10 Mistakes That Will Send You to the Spam Folder

Email Marketing Spam

No! Not the spam folder! Unfortunately, even legitimate emailers like you can find yourself facing a sudden drop in opens that means your messages have been detoured.

Watch out for these 10 mistakes that can derail even your finest mailings:

  1. Spammy subject lines

Spammy language is particularly risky in subject lines. Avoid these:

  • All caps
  • Too much punctuation!!
  • Adding a phony Fw: or Re:
  • Deceptive content (potentially illegal as well)
  1. Faulty permission

If you didn’t get compliant permission or didn’t get permission to send what you are sending, you’re in trouble.

  • Purchased list
  • Email append
  • High complaint rates
  • Sending irrelevant content
  1. Obscure From field

If your From field says noreply@… or 4396@… you might be a spammer. Frequent changes to your From address are also a red flag.

TIP: Asking new subscribers to add you to their address book goes a long way, too. (And it’s easy to do.)

  1. Mail too often/not enough

Low engagement is an indicator of unwanted mail. Sending to a long-inactive list could get you flagged. Interestingly, people can lose interest if you message them too frequently OR not enough.

TIP: Ask your subscribers for their frequency preferences.  

  1. Didn’t test

A no-brainer. If you don’t have an email service provider who tests your messages against spam filters, you will need to do this yourself using an online tool.

  1. Bad links

Presumably you don’t want to send your readers links that don’t work or links to questionable sites. Test them.

Also, if you include an affiliate link to a blacklisted URL, you will be blocked.

  1. Spammy text

Of course subject lines aren’t the only text you have to watch. In the body of your message, avoid a lot of all-caps words, bright red or green fonts, and large fonts.

You are also spam-folder-bound if you talk a lot about money, mortgages, buy now, or a money-back guarantee. (And other things I don’t want to talk about.)

TIP: You can find out if it is your content that triggered the spam filters by testing a text-only version.

  1. Missing one of these:
  • Unsubscribe link
  • Mailing address
  • Plain text option
  1. Large file size

Filters will snag messages over 100 KB. (Huge files are a pain for your mobile readers anyway.)

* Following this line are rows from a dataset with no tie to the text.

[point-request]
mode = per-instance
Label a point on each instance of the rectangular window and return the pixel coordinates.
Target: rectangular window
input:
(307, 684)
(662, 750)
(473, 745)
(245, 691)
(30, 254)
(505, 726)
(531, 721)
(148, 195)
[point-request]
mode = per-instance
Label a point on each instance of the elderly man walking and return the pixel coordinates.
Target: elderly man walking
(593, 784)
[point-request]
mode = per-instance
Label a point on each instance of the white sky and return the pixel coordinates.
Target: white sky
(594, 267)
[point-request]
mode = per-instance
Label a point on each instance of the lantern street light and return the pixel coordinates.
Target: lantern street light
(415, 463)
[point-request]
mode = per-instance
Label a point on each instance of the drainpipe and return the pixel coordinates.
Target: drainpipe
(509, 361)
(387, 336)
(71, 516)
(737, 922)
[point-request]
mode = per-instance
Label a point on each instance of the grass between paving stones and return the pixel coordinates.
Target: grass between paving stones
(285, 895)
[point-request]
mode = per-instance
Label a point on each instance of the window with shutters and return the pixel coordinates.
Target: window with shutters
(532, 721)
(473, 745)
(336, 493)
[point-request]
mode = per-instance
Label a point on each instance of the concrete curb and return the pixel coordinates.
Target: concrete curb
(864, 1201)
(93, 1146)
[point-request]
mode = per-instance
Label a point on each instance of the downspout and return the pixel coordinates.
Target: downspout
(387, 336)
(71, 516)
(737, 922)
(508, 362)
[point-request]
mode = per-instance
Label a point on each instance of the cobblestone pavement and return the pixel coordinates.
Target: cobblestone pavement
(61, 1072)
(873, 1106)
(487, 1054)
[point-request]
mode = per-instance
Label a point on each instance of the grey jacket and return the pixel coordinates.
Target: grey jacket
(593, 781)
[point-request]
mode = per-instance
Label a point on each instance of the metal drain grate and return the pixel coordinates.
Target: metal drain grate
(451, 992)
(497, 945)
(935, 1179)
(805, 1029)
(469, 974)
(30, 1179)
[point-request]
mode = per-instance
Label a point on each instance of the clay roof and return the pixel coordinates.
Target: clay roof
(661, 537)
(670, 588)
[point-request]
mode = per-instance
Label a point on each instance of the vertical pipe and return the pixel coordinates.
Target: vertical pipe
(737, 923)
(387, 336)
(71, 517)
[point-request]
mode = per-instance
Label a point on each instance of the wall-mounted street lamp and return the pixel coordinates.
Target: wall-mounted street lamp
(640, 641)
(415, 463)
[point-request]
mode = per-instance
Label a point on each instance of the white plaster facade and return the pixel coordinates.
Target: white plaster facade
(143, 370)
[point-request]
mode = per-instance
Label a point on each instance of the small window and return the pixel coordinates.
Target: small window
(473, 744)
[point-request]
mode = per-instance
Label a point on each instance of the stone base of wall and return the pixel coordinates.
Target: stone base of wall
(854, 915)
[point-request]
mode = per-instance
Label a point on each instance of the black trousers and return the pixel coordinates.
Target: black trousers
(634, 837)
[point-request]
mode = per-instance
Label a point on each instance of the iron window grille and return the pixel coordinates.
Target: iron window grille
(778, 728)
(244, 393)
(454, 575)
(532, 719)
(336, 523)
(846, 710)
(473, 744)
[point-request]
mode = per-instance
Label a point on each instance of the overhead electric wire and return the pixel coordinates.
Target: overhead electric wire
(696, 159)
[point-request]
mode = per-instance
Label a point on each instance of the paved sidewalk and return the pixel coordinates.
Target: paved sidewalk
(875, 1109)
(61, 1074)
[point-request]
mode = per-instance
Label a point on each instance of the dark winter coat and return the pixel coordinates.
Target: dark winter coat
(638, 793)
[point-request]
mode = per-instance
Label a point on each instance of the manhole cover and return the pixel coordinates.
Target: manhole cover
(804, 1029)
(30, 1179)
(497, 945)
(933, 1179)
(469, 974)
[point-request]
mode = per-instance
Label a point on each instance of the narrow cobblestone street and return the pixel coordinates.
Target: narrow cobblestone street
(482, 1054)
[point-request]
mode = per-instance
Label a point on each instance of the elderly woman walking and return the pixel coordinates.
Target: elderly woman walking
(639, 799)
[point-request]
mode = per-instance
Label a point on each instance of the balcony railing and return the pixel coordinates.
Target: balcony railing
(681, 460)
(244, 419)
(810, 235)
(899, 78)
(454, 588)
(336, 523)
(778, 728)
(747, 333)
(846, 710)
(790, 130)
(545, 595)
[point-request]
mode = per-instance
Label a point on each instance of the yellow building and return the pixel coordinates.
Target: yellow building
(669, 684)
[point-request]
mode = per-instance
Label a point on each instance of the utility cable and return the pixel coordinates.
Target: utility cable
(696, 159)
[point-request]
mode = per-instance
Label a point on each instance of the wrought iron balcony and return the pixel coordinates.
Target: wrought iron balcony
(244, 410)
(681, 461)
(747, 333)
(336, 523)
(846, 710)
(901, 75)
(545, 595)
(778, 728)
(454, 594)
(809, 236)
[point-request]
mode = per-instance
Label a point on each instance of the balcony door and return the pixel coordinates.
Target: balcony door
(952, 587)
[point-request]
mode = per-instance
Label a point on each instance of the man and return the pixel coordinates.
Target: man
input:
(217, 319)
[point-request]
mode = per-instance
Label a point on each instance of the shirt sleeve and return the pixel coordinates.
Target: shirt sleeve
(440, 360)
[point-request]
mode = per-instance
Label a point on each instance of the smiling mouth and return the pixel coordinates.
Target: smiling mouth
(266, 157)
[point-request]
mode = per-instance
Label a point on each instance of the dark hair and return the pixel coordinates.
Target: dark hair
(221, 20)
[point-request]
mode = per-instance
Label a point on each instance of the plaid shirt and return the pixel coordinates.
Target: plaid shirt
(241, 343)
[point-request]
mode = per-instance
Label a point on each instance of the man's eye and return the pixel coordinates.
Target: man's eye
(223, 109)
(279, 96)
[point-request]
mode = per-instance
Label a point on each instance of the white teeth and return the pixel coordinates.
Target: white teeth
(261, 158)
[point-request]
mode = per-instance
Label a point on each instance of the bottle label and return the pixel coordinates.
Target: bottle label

TIP: Images can hide spammy text, so an all-image message won’t make it. Be sure you have at least 500 characters of text(that’s not much) and use alt tags.

  1. Sloppy code

The cleaner the code the better. Streamline and simplify your code, and properly close all tags/tables. Spam triggers include:

  • Using Microsoft Word to design in html
  • Using bit.ly, goo.gl, t.com, hrefshare.com or other public URL shorteners in email
  • Using a URL in the HTML readable text that does not match the URL in the HTML code itself
  • Leaving comments in code. Spam filters can view comments as adding more text to fool Bayesian filtering.

Finally, don’t use a sketchy email service provider. ESPs that accept non-permission-based clients will eventually get all their senders blocked. Remember, if you are reported, your domain name and company name are on the list.

Fear not: If you have proper permission, clean code, and are sending relevant content, you’re well on your way to steering clear of the dreaded spam folder.